Dozing is cited in O’Hare derailment

32 hurt; train operator ‘extremely tired,’ union chief says

Chicago Police work the scene where a Chicago Transit Authority derailed at the O'Hare Airport station early Monday, March 24, 2014, in Chicago. More than 30 people were injured after the eight-car train plowed across a platform and scaled an escalator at the underground station. (AP Photo/Andrew A. Nelles)
Chicago Police work the scene where a Chicago Transit Authority derailed at the O'Hare Airport station early Monday, March 24, 2014, in Chicago. More than 30 people were injured after the eight-car train plowed across a platform and scaled an escalator at the underground station. (AP Photo/Andrew A. Nelles)

CHICAGO - The president of a Chicago transit union said Monday that there are indications that a train operator dozed off before the train jumped the tracks and scaled an escalator at one of the nation’s busiest airports, injuring 32 people.

The operator told Amalgamated Transit Union Local 308 President Robert Kelly that she had worked a lot of overtime recently and was “extremely tired” at the time of the derailment, he said at a news conference.

The derailment happened just before 3 a.m. Monday at the end of the Chicago Transit Authority’s Blue Line at O’Hare International Airport. No one suffered life-threatening injuries.

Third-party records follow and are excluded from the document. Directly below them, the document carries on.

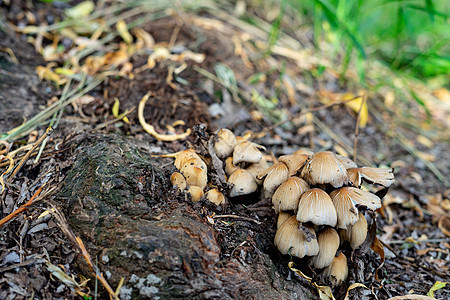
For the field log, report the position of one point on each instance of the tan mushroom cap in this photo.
(243, 183)
(215, 196)
(294, 162)
(229, 167)
(196, 193)
(346, 210)
(347, 162)
(195, 173)
(317, 207)
(248, 152)
(185, 155)
(323, 168)
(226, 141)
(287, 195)
(275, 175)
(337, 271)
(328, 240)
(356, 234)
(360, 197)
(178, 180)
(290, 239)
(282, 216)
(383, 176)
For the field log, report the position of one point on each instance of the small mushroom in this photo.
(294, 162)
(226, 141)
(243, 183)
(287, 195)
(346, 210)
(215, 196)
(382, 176)
(359, 197)
(196, 193)
(356, 234)
(316, 206)
(282, 216)
(290, 239)
(328, 240)
(247, 152)
(178, 180)
(275, 175)
(195, 173)
(323, 168)
(337, 271)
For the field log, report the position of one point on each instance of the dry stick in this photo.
(21, 208)
(358, 120)
(269, 128)
(48, 132)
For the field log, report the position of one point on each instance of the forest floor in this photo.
(210, 68)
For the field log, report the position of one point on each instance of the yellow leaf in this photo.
(81, 10)
(438, 285)
(122, 28)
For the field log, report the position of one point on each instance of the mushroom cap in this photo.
(347, 162)
(196, 193)
(287, 195)
(282, 216)
(226, 141)
(328, 240)
(382, 176)
(356, 234)
(346, 210)
(325, 167)
(185, 155)
(194, 172)
(215, 196)
(229, 167)
(243, 183)
(248, 152)
(294, 162)
(178, 180)
(354, 178)
(293, 240)
(316, 206)
(337, 271)
(360, 197)
(275, 175)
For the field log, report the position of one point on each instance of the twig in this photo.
(237, 217)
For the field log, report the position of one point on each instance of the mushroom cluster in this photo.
(320, 207)
(240, 159)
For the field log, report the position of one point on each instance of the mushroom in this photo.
(215, 196)
(316, 206)
(282, 216)
(294, 162)
(337, 271)
(289, 239)
(356, 234)
(178, 180)
(196, 193)
(346, 210)
(226, 141)
(247, 152)
(359, 197)
(243, 183)
(323, 168)
(194, 172)
(382, 176)
(287, 195)
(275, 175)
(328, 240)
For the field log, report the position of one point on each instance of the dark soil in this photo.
(117, 197)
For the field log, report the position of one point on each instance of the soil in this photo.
(115, 194)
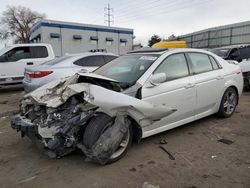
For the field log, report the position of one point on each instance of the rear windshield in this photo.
(56, 60)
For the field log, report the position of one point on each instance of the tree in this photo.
(16, 23)
(154, 39)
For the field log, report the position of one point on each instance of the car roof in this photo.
(148, 50)
(164, 50)
(89, 54)
(233, 46)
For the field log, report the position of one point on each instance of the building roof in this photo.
(79, 26)
(235, 25)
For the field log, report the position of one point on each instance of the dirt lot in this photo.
(199, 160)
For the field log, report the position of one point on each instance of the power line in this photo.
(107, 12)
(167, 12)
(155, 10)
(135, 9)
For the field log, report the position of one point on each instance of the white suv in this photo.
(15, 58)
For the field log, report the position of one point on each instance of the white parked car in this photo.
(14, 58)
(64, 66)
(135, 96)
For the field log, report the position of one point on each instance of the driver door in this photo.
(178, 91)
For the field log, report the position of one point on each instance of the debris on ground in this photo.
(166, 151)
(148, 185)
(163, 141)
(225, 141)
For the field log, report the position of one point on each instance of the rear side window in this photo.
(38, 52)
(200, 63)
(108, 58)
(18, 53)
(91, 61)
(244, 52)
(214, 63)
(175, 66)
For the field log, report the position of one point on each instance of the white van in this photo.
(14, 58)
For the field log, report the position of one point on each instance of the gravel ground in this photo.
(196, 158)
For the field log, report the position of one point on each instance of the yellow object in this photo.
(170, 44)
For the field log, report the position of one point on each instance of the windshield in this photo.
(56, 60)
(5, 49)
(127, 68)
(222, 52)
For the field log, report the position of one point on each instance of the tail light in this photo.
(39, 74)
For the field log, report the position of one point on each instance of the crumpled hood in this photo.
(111, 102)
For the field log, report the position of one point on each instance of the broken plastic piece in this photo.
(166, 151)
(226, 141)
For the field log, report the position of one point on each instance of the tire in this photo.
(228, 103)
(96, 127)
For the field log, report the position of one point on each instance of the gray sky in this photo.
(146, 17)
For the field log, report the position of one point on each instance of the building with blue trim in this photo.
(68, 37)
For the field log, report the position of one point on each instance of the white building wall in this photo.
(66, 43)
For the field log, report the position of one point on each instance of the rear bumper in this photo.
(29, 86)
(10, 80)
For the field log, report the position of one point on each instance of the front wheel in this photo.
(96, 128)
(228, 103)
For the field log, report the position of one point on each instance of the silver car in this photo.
(64, 66)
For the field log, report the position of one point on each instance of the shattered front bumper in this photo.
(28, 129)
(22, 124)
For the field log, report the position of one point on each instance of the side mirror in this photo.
(3, 58)
(157, 79)
(235, 55)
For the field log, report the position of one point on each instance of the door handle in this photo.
(219, 77)
(189, 85)
(30, 63)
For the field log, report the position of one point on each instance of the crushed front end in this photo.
(56, 131)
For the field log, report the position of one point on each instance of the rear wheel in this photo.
(228, 103)
(96, 128)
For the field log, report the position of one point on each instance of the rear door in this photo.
(177, 91)
(209, 81)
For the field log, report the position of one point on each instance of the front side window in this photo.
(108, 58)
(200, 63)
(175, 66)
(18, 53)
(222, 52)
(214, 63)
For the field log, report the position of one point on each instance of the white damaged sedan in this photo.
(137, 95)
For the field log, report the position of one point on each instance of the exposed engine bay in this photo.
(56, 116)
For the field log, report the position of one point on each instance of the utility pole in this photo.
(110, 17)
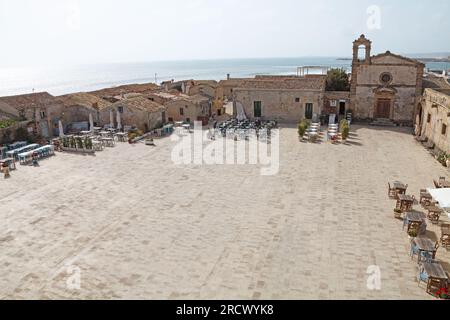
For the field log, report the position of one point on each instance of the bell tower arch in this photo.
(364, 46)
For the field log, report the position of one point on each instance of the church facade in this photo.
(386, 86)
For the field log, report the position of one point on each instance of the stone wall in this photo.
(191, 111)
(8, 135)
(280, 105)
(435, 106)
(142, 119)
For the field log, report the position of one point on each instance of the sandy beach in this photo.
(137, 226)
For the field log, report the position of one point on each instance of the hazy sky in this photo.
(34, 32)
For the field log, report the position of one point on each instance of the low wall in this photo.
(8, 135)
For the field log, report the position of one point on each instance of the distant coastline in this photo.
(70, 79)
(425, 60)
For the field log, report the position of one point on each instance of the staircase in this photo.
(382, 122)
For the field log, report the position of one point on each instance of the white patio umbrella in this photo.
(61, 129)
(91, 122)
(119, 121)
(111, 118)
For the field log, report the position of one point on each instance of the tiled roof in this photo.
(83, 99)
(128, 88)
(39, 99)
(435, 82)
(300, 83)
(141, 103)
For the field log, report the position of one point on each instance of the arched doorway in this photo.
(419, 119)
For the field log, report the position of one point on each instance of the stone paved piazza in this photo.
(139, 227)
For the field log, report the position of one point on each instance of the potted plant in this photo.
(442, 158)
(345, 130)
(442, 293)
(302, 126)
(397, 213)
(412, 233)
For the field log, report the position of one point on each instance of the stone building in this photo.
(189, 108)
(281, 98)
(138, 111)
(74, 110)
(113, 94)
(226, 87)
(432, 122)
(34, 107)
(384, 86)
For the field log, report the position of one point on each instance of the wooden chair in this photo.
(436, 184)
(434, 217)
(433, 285)
(414, 227)
(392, 193)
(445, 238)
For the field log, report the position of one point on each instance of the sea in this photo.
(70, 79)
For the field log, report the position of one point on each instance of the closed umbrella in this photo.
(119, 121)
(111, 119)
(91, 122)
(61, 129)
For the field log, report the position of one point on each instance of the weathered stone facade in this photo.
(385, 85)
(432, 119)
(138, 111)
(188, 108)
(287, 99)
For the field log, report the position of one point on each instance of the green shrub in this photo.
(442, 158)
(22, 134)
(302, 127)
(7, 123)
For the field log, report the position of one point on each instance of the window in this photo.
(309, 111)
(257, 106)
(385, 78)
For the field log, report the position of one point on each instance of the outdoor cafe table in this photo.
(16, 152)
(405, 202)
(17, 145)
(121, 136)
(10, 161)
(425, 197)
(445, 234)
(424, 245)
(109, 142)
(434, 213)
(444, 184)
(400, 188)
(435, 272)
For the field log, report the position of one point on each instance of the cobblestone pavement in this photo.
(135, 225)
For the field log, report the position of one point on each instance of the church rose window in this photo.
(386, 78)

The timing of the accident helped avoid an enormous disaster, as the underground Blue Line station is usually packed with travelers coming to and from Chicago.

A transit authority supervisor and another worker near the top of the escalator said they saw the train enter at a normal rate of speed, about 15 mph, Kelly said.

“The next thing they heard the sound [of impact] and the yelling and the screaming,” he said.

The train is designed so that if an operator becomes incapacitated and his hand slips off the controls, it should come to a stop. Kelly speculated that, upon impact, inertia may have thrown the operator against the hand switch, accelerating it enough to send it catapulting onto the escalator.

Denise Adams, a passenger on the train, described the impact to reporters.

“I heard a ‘Boom!’ and when I got off the train, the train was all the way up the escalator,” she said. “It was a lot of panic.”

Monday’s accident occurred almost six months after an unoccupied Blue Line train rumbled down a track for nearly a mile and struck another train head-on at the other end of the line in September. Dozens were hurt in that accident, which prompted the transit authority to make several safety changes.

Investigators will review video footage from a camera in the station and one that was mounted on the front of the train, National Transportation Safety Board official Tim DePaepe said. The train will remain at the scene until the safety board has finished some of its investigation, after which crews will remove the train and fix the escalator, which has “significant damage.”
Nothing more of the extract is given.